The fluid moment closures of Hammett and Perkins (1990) were originally applied to a one-dimensional kinetic equation, the Vlasov equation. These closures are generalized in this thesis and applied to the stochastic oscillator problem, a standard paradigm problem for statistical closures. The linear theory of the Hammett--Perkins closures is shown to converge with increasing numbers of moments.

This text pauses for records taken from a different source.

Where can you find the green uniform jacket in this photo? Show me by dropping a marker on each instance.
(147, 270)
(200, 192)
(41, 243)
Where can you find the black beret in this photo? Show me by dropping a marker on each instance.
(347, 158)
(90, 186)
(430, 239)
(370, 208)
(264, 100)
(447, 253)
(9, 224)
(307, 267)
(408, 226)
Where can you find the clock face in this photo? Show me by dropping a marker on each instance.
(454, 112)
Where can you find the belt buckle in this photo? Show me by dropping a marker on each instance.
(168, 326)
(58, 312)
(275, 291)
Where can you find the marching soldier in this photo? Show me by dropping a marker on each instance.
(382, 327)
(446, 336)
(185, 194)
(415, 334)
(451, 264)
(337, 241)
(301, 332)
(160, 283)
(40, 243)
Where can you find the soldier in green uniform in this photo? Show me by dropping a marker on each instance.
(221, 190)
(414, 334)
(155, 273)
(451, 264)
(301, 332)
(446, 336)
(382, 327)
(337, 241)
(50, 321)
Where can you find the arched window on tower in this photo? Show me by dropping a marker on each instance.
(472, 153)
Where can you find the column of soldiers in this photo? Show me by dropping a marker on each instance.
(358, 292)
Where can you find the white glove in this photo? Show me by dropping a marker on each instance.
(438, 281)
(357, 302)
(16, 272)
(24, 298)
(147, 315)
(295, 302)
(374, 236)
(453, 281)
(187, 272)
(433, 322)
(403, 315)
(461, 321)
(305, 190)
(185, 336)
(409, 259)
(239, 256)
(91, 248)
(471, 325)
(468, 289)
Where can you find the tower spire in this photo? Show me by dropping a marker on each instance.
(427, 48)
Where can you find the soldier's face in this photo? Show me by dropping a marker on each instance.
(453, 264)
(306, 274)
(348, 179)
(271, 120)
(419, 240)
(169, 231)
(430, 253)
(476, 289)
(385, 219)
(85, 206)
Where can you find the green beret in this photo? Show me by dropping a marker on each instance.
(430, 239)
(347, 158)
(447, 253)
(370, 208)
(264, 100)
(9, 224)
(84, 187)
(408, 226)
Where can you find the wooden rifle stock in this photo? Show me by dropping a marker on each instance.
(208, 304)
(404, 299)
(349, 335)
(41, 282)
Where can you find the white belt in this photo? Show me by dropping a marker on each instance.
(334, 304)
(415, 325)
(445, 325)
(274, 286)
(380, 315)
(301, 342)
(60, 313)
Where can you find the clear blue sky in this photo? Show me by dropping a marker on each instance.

A novel parameterized hyperviscosity is proposed for two-dimensional drift-wave turbulence. The magnitude and exponent of the hyperviscosity are expressed as functions of the large scale advection velocity. Traditionally hyperviscosities are applied to simulations with a fixed exponent that must be arbitrarily chosen. Expressing the exponent as a function of the simulation parameters eliminates this ambiguity. These functions are parameterized by comparing the hyperviscous dissipation to the subgrid dissipation calculated from direct numerical simulations. Tests of the parameterization demonstrate that it performs better than using no additional damping term or than using a standard hyperviscosity.

Heuristic arguments are presented to extend this hyperviscosity model to three-dimensional (3D) drift-wave turbulence where eddies are highly elongated along the field line. Preliminary results indicate that this generalized 3D hyperviscosity is capable of reducing the resolution requirements for 3D gyrofluid turbulence simulations.